Plans have been unveiled to cut the number of compulsory sports at the quadrennial event from 16 to just two, with future host cities ‘encouraged’ to propose new innovations and sports appeal to younger audiences.
The Commonwealth Games Federation (CGF) - the organisation responsible for the direction and control of the Commonwealth Games – wants to give hosts more flexibility over their programme and improve costs.
Only athletics and swimming will enjoy protected status.
But Sheffield’s Matthew, who has been appointed England Squash’s assistant coach for the 2022 Commonwealth Games in Birmingham, said: “We are talking about health and well-being and mental health a lot and squash has been proven as one of the most demanding sports [with health benefits].
"I’m a big fan of e-sports, I think it’s great that they have packed out their arenas however it’s a different category from the Olympics for me.
"Are we really then challenging people to spend 25 hours at a time on a computer game? I’m not sure I would want that for my children.”
E-sports involves people playing video games against each other competitively. Tournaments take place all over the world and attract huge crowds to arenas.

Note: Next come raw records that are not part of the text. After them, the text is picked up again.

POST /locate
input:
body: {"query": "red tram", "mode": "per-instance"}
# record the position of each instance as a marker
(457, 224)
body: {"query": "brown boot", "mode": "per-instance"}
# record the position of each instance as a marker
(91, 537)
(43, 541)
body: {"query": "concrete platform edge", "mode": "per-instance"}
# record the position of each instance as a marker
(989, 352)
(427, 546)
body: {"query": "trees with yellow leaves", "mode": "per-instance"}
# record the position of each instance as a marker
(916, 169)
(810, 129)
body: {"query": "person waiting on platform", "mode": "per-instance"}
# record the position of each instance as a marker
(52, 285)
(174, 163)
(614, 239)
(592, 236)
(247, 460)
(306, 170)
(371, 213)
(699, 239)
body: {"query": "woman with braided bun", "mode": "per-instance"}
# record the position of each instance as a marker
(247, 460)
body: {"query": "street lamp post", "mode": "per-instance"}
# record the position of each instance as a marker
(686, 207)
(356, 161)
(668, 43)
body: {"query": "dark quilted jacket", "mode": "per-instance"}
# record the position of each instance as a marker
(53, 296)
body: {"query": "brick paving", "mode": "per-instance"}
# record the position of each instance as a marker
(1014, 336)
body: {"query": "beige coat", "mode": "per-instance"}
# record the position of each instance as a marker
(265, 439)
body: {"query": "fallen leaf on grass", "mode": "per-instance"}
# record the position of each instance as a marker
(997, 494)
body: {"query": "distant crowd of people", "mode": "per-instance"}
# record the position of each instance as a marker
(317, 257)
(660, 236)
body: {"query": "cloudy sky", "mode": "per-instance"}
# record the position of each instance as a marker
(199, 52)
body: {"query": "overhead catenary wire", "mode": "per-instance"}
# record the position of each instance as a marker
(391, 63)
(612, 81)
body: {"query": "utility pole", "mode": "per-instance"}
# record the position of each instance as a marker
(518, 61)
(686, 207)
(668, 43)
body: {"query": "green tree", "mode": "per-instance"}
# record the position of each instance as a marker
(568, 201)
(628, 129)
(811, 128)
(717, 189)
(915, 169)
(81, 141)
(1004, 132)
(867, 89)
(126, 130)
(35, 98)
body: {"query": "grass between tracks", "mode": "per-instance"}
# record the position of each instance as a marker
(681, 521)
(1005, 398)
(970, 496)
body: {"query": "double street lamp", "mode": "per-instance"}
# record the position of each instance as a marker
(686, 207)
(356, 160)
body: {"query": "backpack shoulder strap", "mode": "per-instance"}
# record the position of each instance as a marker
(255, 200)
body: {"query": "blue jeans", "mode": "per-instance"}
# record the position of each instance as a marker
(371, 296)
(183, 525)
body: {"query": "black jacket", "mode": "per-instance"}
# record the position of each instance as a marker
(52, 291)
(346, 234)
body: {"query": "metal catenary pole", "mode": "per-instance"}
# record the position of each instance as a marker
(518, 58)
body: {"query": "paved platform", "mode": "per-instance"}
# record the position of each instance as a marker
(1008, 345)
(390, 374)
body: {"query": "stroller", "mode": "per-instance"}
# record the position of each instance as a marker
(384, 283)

The industry is now worth millions.
Sport as we know it is evolving, with five new events with a focus on youth – karate, skateboarding, sports climbing, surfing and baseball — added to the Olympics for Tokyo 2020.
Future host cities now also have the option of suggesting new sports and events for inclusion in their edition of the Games, with competitive breakdancing set to be introduced for Paris 2024.
Matthew previously described the Commonwealth Games is the ‘pinnacle’ of his sport and toured the UK last month to help it ‘relaunch’ post-lockdown.
He added: “The Olympics has to be the pinnacle. There’s a lot of sports in there that, first of all, are like an X Games sport.
"Over the years the lines have been blurred and I hope the Commonwealth doesn’t do what the Olympics is doing.
"What concerns me is a future away from the Olympic ideals. Maybe I’m old-fashioned but to me that’s the Olympics.”